Mugabe and Tsvangirai met for three hours on Monday in a bid to settle their differences, but "we are still poles apart," said MDC spokesman Nelson Chamisa. "There is no understanding between the political parties."

He said the MDC was hoping that diplomatic intervention by the Southern African Development Community (SADC), the 15-nation regional bloc that is the guarantor of the agreement between Tsvangirai and the 85-year-old Mugabe, could end the dispute. Leaders of a three- country SADC panel on security are due to meet with the Zimbabwean leaders in Harare Thursday.

"If that (SADC intervention) fails we have to push for a framework for free and fair elections," he said. If Mugabe decided to rule alone and without the MDC, "it will not be a government, it will be a Zanu-PF organ," he said.

Tsvangirai's withdrawal has seen a resurgence in state repression not seen since the inauguration of the transitional government in February.

An MDC residence was ransacked by heavily armed police at the weekend and two of the country's top civil society officials were arrested.
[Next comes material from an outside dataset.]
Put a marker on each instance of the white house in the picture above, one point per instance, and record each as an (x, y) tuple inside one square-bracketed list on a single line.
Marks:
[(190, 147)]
On Tuesday, an MDC security official narrowly escaped abduction, the party said.

"We are beginning to see the forming of a storm of violence," said Chamisa, drawing comparisons with the presidential run-off in June last year, in which 100 people were confirmed killed by Zanu-PF loyalists.

Mugabe's unilateral appointment of cronies as central bank governor and attorney general, a wave of arrests of MDC MPs on what the MDC says are trumped-up charges, and the ongoing invasion of white-owned farms are among some of the issues threatening to collapse the government.